Auteur en 1990 d’un rapport sur la déconcentration du siège de l’AP, et constatant lors de son arrivée à son poste en 2013, que cette question n’avait pas été réglée, Martin Hirsch a souhaité installer le siège de l’AP au cœur de l’hôpital Saint-Antoine et a donné plus d’autonomie de décision à chaque hôpital ; mais construire des outils communs suppose de "modifier les équilibres de décision et de consultation dans un ensemble habitué à une fausse centralisation". Pour qu’en 2028 l’AP-HP soit moins fermée sur elle-même et moins éloignée des autres acteurs du système de santé, l’hôpital et la ville devront travailler ensemble (sans faire d’hospitalocentrisme) : déjà, les médecins hospitaliers prennent conscience de la nécessité de travailler différemment avec la ville et les centres de santé : "Dans beaucoup de pays, les hôpitaux sont désormais des mini-centres de santé intégrés." 

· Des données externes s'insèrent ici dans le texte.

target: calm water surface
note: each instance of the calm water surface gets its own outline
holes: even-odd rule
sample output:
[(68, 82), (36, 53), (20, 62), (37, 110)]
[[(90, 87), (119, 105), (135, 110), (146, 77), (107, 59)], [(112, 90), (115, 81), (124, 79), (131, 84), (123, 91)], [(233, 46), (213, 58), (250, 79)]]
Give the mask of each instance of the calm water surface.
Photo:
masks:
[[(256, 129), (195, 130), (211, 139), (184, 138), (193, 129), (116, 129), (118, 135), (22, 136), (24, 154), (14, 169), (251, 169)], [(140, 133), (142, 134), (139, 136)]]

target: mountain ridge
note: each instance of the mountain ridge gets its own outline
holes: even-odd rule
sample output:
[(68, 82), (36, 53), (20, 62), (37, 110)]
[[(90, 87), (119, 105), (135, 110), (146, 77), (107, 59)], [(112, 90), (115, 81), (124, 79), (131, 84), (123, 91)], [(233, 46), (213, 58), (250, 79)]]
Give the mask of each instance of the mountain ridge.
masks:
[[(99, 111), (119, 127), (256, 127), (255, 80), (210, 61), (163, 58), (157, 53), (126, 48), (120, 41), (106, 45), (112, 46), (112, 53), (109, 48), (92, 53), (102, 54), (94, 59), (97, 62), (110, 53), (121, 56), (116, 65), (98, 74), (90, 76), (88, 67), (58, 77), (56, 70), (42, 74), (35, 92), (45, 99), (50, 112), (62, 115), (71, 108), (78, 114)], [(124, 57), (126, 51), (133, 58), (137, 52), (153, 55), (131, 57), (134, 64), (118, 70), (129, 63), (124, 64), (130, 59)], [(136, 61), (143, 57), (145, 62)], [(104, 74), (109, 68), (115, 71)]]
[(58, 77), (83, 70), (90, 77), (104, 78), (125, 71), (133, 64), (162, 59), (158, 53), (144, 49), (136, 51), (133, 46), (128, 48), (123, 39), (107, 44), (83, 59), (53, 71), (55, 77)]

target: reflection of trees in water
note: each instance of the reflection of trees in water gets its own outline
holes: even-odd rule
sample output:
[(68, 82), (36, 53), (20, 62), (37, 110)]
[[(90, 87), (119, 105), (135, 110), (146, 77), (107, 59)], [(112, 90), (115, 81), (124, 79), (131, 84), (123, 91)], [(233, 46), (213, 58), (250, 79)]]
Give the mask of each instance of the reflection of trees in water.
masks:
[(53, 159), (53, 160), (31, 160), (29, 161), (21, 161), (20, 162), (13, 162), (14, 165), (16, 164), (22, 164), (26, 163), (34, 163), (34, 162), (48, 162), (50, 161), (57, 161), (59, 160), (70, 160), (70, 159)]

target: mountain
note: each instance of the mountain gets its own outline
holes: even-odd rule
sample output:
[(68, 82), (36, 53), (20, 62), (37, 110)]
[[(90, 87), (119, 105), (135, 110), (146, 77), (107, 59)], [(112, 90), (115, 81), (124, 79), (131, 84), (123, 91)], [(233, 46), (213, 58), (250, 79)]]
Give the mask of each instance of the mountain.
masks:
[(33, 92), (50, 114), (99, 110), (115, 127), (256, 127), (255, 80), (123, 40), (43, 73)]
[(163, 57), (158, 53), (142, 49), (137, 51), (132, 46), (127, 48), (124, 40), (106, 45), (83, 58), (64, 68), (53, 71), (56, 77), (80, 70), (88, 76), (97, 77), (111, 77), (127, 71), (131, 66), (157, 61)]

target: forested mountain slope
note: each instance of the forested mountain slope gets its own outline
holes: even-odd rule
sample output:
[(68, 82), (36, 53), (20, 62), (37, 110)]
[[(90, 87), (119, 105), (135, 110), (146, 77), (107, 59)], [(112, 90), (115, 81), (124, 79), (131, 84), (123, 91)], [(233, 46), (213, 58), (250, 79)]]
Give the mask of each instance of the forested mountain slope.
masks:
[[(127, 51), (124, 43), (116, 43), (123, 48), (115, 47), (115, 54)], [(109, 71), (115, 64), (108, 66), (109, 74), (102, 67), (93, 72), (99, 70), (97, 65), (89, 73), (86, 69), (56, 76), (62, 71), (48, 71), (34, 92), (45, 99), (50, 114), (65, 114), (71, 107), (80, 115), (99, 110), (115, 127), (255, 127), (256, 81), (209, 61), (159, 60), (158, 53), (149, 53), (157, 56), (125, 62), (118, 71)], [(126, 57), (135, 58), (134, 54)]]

L’AP-HP devra renouer avec la garantie d’un égal accès à des soins de qualité et à l’innovation, revoir les conditions statutaires et les rémunérations (une demande que les acteurs doivent porter eux-mêmes). Martin Hirsch souligne que l’insatisfaction du personnel hospitalier (en dépit de la fierté de travailler à l’AP-HP), sans être une spécificité française (elle concerne aussi d’autres hôpitaux très réputés, comme le Johns Hopkins, à Baltimore, Maryland), est liée à des facteurs historiques : "Nos organisations, nos choix de management ont peu bougé depuis les ordonnances Debré, et ne sont plus adaptés aux aspirations des uns et des autres. À nous de réinventer un mode de travail différent." 

Pour sortir de l’équation "plus de postes avec les mêmes contraintes financières", il compare la situation de l’AP-HP à celle des dix plus grands hôpitaux européens : leur système de financement est identique, leurs coûts proches, mais avec un nombre d’infirmiers par lit plus élevé, une organisation des soins différente, une durée de séjour plus courte, et moins de souffrance au travail ! Martin Hirsch veut agir sur les conditions de travail et la qualité des soins pour redonner espoir aux soignants. "On nous demande de stabiliser la masse salariale pendant cinq ans, les effectifs du siège seront réduits, ainsi que le nombre d’agents dédiés aux fonctions support (grâce à la digitalisation), et les services seront réorganisés, afin que la diminution du nombre d’infirmières ne se traduise pas par un nombre plus élevé de lits par infirmière." 

L’AP-HP en 2028 ? Une structure fédérale, des hôpitaux intégrés avec les autres acteurs de santé, avec des outils communs, des organisations de travail plus souples, exerçant moins de pression sur le personnel soignant.